What — check first (in order)
Build a timeline from process start (T+0) to slow (T+N hours). Overlay deploy time, traffic, and cron schedules.
-
Confirm “uptime vs latency” correlation
Plot p95 latency vs pod age /
process_uptime_seconds. Flat traffic + rising latency vs uptime = strong accumulation signal. -
JVM heap and GC (5 minutes)
Old gen after GC trending up? GC pause count and max increasing? → leak path or tuning path.
jstat -gcutil <pid> 5000 # watch O (old gen), FGC, FGCT every 5s
- Thread pool and Tomcat / Jetty queues Active threads = max? Growing queue size? Blocked thread count up? Thread dump: most threads waiting on same lock or pool.
-
Database connection pool (HikariCP, etc.)
Metrics:
hikaricp.connections.active,pending,timeouttotal. Active stuck at maximum for minutes → leak or slow queries holding connections. -
File descriptors and sockets
ls /proc/<pid>/fd | wc -l lsof -p <pid> | wc -l
Steady climb over hours → socket/file leak (HTTP clients, unclosed streams, DB cursors). - Downstream dependency latency Traces: did DB or HTTP client p95 grow with uptime? One service red in service mesh graph.
- CPU profile snapshot at “slow” time GC threads dominating? One method hot due to full table scan? Compare profile at T+30m vs T+4h.
-
Disk, logs, and cron
dfon log volume; check @Scheduled jobs, Quartz, K8s CronJobs aligned with slowdown.
Capture before restart (golden hour)
| Artifact | Command / source |
|---|---|
| Heap dump | jcmd <pid> GC.heap_dump /dumps/slow.hprof |
| Thread dump ×2 (30s apart) | jcmd <pid> Thread.print |
| GC log excerpt | Last 200 lines around slowdown |
| Pool metrics export | Prometheus range query 6h window |
| Slow query log | DB top queries by total time |
Thread dump patterns to recognize
- Many threads in
java.util.concurrent.ThreadPoolExecutor.getTaskorawaiton pool — pool saturated. - Many in
HikariDataSource.getConnection— DB pool wait. - Many in
sun.misc.Unsafe.parkon GC lock — long GC pause in progress. - Same custom lock — lock contention bug worsening as parallelism increases.
How — fix by root cause and prevent recurrence
Memory leak / GC pressure
- Follow memory leak compare-dump workflow; fix retaining reference.
- After fix, 4–8 hour soak test at flat load; old gen should plateau.
Connection leak (JDBC)
- Always use try-with-resources or framework templates (
@Transactional) so connections close. - Enable leak detection in staging: Hikari
leakDetectionThreshold=2000(ms). - Log stack trace when connection held too long (dev/stage only).
HTTP client / socket leak
- Single shared
HttpClientwith connection pool; set idle eviction and timeouts. - Close response bodies:
try (Response r = client.newCall(req).execute()) { ... }.
Thread pool exhaustion
- Bounded queues +
CallerRunsPolicyor reject with 503; never unboundedLinkedBlockingQueueon request path without monitoring. - Separate pools for HTTP workers vs batch jobs.

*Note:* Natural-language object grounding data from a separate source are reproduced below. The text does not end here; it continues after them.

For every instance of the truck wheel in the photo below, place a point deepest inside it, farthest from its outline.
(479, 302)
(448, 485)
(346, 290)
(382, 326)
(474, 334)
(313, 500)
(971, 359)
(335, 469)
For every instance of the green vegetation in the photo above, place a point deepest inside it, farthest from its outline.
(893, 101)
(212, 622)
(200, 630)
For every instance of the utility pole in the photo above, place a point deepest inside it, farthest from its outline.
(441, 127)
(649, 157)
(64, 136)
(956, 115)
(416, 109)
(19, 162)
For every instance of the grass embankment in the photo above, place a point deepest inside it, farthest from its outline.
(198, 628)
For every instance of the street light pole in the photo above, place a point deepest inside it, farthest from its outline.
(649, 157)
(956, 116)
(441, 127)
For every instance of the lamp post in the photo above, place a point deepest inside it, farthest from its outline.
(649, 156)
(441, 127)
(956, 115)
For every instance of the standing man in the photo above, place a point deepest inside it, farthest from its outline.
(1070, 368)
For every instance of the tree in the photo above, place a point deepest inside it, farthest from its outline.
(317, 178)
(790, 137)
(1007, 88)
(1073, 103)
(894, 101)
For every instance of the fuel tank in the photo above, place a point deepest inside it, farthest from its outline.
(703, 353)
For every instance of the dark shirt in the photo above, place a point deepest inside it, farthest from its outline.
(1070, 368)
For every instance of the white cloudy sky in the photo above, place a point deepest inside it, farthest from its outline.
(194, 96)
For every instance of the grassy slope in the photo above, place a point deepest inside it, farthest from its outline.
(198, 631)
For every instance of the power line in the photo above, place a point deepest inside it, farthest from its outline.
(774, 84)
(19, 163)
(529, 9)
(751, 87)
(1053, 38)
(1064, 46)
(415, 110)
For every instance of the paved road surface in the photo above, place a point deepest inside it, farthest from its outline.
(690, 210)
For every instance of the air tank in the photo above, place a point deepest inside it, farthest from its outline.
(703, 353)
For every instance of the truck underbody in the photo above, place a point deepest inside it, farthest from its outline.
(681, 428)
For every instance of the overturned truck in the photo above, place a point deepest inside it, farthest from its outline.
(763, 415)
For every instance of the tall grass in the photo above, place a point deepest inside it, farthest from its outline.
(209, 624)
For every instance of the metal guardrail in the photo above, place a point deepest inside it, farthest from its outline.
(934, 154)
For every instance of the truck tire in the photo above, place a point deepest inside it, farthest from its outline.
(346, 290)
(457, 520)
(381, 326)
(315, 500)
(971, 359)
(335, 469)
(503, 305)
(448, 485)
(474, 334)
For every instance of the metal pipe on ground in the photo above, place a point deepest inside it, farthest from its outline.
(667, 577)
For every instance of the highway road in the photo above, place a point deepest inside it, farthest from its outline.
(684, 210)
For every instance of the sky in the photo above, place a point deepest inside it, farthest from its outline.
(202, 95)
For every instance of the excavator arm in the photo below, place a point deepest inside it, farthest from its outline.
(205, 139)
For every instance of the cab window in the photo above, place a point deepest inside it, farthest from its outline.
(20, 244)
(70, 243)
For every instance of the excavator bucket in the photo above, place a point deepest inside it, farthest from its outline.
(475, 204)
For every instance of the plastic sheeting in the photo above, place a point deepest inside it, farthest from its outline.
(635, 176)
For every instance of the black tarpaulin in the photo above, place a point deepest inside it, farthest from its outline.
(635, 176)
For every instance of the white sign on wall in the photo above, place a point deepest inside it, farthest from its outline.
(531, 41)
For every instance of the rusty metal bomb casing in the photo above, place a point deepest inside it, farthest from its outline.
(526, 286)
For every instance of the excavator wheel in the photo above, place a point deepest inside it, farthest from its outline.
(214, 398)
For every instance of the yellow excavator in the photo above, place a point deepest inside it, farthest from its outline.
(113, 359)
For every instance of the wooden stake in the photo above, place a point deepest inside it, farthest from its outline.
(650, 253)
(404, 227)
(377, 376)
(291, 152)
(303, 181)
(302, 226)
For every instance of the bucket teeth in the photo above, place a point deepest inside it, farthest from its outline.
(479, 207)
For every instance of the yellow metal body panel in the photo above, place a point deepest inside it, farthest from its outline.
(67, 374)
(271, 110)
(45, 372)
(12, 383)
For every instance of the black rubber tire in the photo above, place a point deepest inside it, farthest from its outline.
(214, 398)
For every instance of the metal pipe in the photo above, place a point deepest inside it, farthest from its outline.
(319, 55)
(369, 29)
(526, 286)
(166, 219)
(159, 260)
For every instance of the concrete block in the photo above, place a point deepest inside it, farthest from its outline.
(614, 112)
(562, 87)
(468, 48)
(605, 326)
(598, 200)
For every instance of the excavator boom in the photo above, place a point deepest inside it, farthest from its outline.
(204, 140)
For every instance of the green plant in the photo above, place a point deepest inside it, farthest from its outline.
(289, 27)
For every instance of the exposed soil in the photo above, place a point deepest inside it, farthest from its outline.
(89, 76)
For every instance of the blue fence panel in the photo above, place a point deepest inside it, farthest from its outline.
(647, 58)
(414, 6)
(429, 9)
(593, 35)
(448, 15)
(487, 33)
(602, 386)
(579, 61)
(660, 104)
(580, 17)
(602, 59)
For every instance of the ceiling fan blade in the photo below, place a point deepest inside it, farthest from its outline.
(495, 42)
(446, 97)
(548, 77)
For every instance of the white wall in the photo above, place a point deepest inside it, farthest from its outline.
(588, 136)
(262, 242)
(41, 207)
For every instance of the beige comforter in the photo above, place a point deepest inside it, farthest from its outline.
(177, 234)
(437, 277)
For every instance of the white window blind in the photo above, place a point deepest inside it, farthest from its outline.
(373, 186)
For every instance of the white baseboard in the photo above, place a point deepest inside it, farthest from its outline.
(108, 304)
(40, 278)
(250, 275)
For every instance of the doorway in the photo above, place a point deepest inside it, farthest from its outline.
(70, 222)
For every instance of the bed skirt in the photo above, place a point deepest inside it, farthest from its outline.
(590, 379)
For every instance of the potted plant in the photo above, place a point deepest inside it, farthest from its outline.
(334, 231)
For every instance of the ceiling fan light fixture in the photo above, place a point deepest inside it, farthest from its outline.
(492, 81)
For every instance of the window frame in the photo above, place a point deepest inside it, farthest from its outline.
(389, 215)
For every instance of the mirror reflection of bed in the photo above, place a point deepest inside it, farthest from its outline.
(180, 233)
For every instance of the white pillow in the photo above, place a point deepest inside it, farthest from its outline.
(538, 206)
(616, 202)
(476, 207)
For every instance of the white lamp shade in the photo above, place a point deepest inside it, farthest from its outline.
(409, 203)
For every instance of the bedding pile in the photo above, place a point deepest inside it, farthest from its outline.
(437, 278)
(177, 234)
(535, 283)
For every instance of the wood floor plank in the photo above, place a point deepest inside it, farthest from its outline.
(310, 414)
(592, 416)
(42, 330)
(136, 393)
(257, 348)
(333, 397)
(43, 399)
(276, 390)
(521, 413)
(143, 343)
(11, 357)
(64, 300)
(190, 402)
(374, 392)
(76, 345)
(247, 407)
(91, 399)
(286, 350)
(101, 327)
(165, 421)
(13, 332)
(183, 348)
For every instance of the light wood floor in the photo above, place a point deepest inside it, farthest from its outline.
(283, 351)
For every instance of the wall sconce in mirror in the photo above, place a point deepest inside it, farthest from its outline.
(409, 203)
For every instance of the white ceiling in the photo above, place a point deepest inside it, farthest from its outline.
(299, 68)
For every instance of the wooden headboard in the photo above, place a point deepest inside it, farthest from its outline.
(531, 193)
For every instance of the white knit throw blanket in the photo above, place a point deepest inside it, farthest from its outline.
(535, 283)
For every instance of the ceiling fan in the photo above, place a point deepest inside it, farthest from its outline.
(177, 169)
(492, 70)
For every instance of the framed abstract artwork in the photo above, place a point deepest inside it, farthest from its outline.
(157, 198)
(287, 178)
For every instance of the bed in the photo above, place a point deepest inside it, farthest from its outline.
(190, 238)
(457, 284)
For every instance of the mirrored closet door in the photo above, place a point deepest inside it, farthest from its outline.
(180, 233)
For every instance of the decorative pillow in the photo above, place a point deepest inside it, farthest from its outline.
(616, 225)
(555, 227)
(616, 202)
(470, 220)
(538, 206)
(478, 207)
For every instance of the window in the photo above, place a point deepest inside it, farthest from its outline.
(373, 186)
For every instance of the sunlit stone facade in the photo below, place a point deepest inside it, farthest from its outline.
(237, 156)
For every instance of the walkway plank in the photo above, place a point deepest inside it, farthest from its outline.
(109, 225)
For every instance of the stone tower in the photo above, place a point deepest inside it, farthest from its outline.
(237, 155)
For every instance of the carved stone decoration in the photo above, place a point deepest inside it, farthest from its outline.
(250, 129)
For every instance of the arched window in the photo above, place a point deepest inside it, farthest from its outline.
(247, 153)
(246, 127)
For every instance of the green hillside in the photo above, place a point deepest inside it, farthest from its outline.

- Alert on queue depth and pool active = max for > 1 min.
Background job pile-up
- Rate-limit schedulers; skip if previous run still active (
@DisallowConcurrentExecution). - Move heavy jobs to worker tier with its own scaling.
Operational guardrails
- Dashboard: latency p95 vs pod uptime (derivation or recording rule).
- Alert: latency +30% vs 1h ago while RPS within 10% → “degradation” page.
- Periodic soak test in CI/staging matching prod heap and pool sizes.
- Runbook: “slow after hours” → checklist links to this page; no restart until dumps captured.
When restart is acceptable
Restart to restore SLA after capturing dumps and metrics. Schedule fix before next deploy; do not rely on cron-restart as permanent solution unless you document technical debt.
Interview one-liner
“I plot latency against process uptime at flat traffic, then check heap after GC, connection pool active count, thread pool queue, and FD count over time—capturing heap and thread dumps before restart. Fixes are usually leak, pool leak, or unbounded queue—not just scale out.”